Anyway, after I planted it, I checked "the bible;" i.e. McGee & Stuckey's The Bountiful Container and learned that garlic is one of the few crops they recommend against planting in containers. Oh, well.

I left them in the garage over the winter, stumbled across the pots a few weeks ago, and was pleased to see them sprouting! I think I will carefully transplant them soon, into the ground. Or maybe just one container, and leave the other - see how it works out.

Here is the current state of my herb bed. I should have taken a "before" photo; before I let the chickens dig here, and then pruned things back. You can see a heavily pruned clump of sage in the back, between the tree and the window.

To the right and forward of the sage, you can see chives coming up. To the left of the chives is a clump of oregano, with clumps of thyme in the left foreground. The right foreground has two seemingly bare patches that actually have mint and the only clump of parsley I left from last year coming up.

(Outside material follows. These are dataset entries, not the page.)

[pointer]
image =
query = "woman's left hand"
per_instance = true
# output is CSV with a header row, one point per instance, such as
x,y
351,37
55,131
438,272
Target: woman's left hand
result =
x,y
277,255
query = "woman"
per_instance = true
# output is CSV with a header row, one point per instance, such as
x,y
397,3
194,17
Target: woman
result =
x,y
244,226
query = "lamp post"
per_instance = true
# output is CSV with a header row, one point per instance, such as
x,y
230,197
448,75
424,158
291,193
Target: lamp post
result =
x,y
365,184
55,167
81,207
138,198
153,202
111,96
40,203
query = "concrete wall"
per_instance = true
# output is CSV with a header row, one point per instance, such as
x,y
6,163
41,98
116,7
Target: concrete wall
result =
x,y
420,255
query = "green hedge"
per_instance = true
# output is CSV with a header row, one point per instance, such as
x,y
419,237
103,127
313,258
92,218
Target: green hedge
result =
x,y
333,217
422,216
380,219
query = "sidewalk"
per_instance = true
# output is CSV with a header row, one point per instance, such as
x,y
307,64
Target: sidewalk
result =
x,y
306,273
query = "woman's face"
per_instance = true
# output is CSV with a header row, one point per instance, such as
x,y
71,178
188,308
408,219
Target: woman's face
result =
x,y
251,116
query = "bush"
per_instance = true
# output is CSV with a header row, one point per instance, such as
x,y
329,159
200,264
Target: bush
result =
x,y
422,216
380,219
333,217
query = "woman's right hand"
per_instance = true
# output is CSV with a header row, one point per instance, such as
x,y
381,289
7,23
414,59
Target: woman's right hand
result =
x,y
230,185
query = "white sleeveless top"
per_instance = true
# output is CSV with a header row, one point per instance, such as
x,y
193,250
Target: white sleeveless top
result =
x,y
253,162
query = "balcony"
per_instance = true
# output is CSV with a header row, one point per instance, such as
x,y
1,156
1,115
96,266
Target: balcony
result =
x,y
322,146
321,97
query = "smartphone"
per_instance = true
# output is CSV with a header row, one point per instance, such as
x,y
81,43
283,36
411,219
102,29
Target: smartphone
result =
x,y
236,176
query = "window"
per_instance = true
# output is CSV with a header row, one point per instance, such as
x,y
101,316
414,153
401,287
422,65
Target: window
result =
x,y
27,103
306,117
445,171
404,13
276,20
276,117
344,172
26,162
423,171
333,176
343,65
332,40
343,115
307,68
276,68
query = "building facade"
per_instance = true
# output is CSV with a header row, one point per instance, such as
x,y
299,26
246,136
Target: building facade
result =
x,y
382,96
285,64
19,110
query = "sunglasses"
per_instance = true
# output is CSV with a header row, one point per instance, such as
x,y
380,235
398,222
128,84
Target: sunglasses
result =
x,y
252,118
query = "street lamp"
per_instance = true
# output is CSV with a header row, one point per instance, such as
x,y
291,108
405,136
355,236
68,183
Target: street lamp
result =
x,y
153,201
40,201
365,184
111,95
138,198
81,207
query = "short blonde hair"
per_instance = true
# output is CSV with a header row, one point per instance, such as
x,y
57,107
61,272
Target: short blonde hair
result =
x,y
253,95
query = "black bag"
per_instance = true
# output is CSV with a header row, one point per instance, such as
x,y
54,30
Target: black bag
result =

Parsley, as I'm sure you know, is a biennial. That means it will come up again this year, but quickly go to seed. I started new seedlings indoors, but left one of last year's so it can seed the garden for next year. Hopefully, that will be one less set of seedlings I'll have to start indoors next year.

Here's something fun - "volunteers"! I like this name for seedlings that you haven't planted, at least not this season, that sprout in unexpected places. These seedlings look like curcubits of some sort, but what I do not know. I don't remember ever planting cucumbers in one of these planter boxes, but it's entirely possible that compost I dumped in there had cucumber seeds in it.

The more I think about it, though, the more I think it's spaghetti squash. The reason is that, during winter, I gave one to the chickens. The hay you see on top is from the chicken pen. I wanted to keep them active in winter, as our extension agent advised, so put a flake of hay in there.

Normally, I wouldn't do this, because the hay, like their droppings, is high in nitrogen. The goal with a chicken pen is to keep the carbon (wood chips, e.g.) to nitrogen ratio high. If you have too much nitrogen, you end up with a very nasty smelling pen.

In the fall, they had a blast in the yard scratching apart flakes of hay. But in winter they just stood on it. I finally realized it was keeping them up off the cold frozen ground. So I gave them more, thinking I'd take it out as soon as the weather warmed - and before I ended up with a nasty mess on my hands.

A couple of weeks ago, I raked up the hay (which by now they had scratched apart), together with their droppings and other matter, put some of it in these planter boxes, and covered the planter boxes with plastic, thinking to speed the composting process. Yesterday, I took the plastic off, and voila! Curcubits.

The potatoes (that I wrote about here) sucessfully transplanted out. You can see one of our two potato towers in the background of this photo. In the foreground are three raised beds with dwarf blueberries.

What else? The raspberries are starting to leaf out. Indoors, I have Juliet, Amish Paste, and Brandywine tomato seedlings just sprouted under lights, as well as parsley, cilantro, basil, and eggplant. The bell peppers are just starting to lift their heads, and I'm still waiting on the poblanos and jalapenos.

What about you? What's sprouting in your neck of the woods?